The CIDR was a collaboration of UPD and Mindanao State University-Iligan Institute of Technology, along with 11 other higher education institutions (HEIs), private sector partners, and two government agencies, with the support of DOST-PCIEERD (Philippine Council for Industry, Energy, and Emerging Technology Research and Development).
“In anticipation of industry’s needs in AI (artificial intelligence) and data science, UPD recently established graduate programs in AI and data science. In particular, a master’s and doctorate in AI, and a doctorate in data science,” Nemenzo said.
He also mentioned the UP Center for Intelligent Systems, which is envisioned to coordinate and synergize the wide range of efforts, programs, and initiatives in intelligent systems across the various units of the entire UP System.
“The 2021 UNESCO Science Report lists the Philippines as having the fifth highest growth rate in scientific publications in AI and robotics. In AI, we have graduate programs, scholarships, research funding especially from DOST and CHED (Commission on Higher Education), and as it seems, evidence of growth in scientific productivity,” Nemenzo said.
He added, “There will have to be strong linkages and active collaborative efforts across the various UP campuses, between UP and other HEIs, and through industry-academe-government clusters.
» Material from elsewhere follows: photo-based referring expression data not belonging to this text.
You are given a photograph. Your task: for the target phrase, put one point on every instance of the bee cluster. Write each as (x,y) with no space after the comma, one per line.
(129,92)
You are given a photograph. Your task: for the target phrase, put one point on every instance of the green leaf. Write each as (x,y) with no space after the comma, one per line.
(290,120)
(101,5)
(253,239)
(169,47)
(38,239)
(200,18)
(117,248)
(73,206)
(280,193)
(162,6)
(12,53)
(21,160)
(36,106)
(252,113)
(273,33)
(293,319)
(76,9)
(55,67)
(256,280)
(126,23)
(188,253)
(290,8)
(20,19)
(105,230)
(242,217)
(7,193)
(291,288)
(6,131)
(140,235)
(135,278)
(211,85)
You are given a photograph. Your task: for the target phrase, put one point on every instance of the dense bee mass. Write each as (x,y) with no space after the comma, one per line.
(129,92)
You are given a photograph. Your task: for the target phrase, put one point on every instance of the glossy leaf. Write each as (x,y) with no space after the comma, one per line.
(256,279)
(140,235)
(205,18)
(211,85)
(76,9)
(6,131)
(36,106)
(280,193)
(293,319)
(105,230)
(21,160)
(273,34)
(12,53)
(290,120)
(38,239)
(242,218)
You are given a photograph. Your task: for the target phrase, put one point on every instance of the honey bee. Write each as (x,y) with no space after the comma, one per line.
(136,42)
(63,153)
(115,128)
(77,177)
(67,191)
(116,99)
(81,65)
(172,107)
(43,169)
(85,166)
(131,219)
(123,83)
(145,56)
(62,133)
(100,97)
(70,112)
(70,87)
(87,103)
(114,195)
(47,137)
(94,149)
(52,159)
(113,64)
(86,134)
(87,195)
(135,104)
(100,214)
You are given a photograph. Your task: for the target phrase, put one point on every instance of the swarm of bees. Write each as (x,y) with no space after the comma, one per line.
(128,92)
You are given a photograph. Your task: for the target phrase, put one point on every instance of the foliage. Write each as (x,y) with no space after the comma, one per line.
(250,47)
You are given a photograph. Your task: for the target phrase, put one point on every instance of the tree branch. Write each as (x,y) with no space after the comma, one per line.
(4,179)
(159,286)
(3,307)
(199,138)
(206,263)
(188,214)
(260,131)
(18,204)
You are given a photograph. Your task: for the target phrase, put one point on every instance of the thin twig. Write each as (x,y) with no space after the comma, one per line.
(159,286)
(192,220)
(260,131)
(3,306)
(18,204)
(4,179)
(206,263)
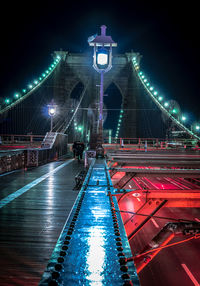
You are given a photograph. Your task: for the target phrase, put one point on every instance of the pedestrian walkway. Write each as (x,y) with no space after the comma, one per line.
(34,206)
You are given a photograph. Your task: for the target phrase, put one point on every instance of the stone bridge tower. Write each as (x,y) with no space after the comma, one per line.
(77,70)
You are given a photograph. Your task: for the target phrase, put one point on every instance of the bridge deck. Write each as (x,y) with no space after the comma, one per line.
(93,243)
(34,205)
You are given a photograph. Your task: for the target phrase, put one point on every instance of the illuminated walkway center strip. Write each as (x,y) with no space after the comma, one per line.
(26,188)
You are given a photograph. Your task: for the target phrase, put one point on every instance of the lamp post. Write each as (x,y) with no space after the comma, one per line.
(52,112)
(102,63)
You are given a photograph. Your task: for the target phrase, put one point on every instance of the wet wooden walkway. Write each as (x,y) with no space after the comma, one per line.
(34,206)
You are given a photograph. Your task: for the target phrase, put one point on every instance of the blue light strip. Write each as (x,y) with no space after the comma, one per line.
(93,242)
(29,186)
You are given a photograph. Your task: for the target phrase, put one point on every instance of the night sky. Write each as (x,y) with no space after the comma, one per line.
(166,35)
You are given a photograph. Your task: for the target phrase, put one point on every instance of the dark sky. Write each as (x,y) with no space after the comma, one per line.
(166,35)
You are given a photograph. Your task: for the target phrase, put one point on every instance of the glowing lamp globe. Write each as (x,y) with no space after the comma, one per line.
(102,59)
(52,111)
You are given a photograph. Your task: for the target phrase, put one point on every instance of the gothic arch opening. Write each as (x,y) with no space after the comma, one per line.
(77,90)
(112,102)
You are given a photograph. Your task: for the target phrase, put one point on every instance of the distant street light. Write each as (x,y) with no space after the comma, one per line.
(102,63)
(52,112)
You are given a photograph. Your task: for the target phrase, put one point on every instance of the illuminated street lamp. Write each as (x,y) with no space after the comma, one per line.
(102,63)
(52,112)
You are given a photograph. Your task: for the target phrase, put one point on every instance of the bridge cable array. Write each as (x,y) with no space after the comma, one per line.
(170,111)
(20,96)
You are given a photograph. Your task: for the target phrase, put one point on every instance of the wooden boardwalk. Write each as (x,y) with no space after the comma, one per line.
(34,206)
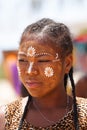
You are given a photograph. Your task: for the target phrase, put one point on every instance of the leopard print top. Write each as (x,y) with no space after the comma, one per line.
(14,112)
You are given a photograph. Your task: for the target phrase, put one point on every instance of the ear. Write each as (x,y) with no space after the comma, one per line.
(68,63)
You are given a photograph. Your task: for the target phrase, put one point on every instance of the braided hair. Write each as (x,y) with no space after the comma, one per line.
(58,34)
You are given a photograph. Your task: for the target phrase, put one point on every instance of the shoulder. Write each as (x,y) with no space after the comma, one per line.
(82,101)
(82,111)
(2,117)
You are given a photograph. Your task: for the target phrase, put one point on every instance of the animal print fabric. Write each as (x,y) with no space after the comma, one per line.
(14,113)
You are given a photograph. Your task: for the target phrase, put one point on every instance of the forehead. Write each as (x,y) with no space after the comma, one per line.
(38,46)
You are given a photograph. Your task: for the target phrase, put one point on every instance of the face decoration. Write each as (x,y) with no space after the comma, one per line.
(48,72)
(31,51)
(19,72)
(30,67)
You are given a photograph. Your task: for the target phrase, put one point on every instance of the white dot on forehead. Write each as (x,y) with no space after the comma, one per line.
(48,72)
(19,72)
(31,51)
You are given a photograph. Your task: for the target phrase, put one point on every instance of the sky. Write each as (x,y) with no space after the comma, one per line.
(15,15)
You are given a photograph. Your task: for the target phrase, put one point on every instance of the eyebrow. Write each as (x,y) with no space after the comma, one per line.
(36,55)
(22,53)
(43,54)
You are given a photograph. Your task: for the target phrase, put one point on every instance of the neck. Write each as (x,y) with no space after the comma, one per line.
(53,101)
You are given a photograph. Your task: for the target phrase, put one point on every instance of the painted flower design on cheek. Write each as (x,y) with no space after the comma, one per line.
(31,51)
(48,72)
(19,72)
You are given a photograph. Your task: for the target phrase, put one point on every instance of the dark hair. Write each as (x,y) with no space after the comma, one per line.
(58,34)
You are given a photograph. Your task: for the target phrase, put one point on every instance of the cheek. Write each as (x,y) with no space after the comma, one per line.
(19,72)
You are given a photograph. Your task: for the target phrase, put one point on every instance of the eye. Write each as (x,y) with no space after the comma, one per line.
(22,61)
(44,60)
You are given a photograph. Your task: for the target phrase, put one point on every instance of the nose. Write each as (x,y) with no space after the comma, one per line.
(32,69)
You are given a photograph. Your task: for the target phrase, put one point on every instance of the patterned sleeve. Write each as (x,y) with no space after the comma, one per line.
(82,113)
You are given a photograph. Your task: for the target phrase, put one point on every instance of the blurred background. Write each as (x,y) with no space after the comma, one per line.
(15,15)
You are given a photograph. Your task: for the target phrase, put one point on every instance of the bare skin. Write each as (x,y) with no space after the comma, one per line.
(81,87)
(48,92)
(51,101)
Frameworks such as the Philippine Development Plan 2017-2022 and the Inclusive Innovation Strategy can provide the blueprint, and hopefully the policy and funding support, for these efforts.”
Nemenzo was guest speaker at the 17th PSECE with the theme Harnessing Digital Transformation to Accelerate Economic Recovery, held from Nov. 16 to 18 at the SMX Convention Center Manila.
The event was organized by the Semiconductor and Electronics Industries in the Philippines Foundation Inc. (SEIPI), the largest organization of Filipino and foreign electronics companies in the Philippines. According to the SEIPI website, SEIPI aims to make the Philippines a globally competitive business environment for semiconductor and electronics technologies.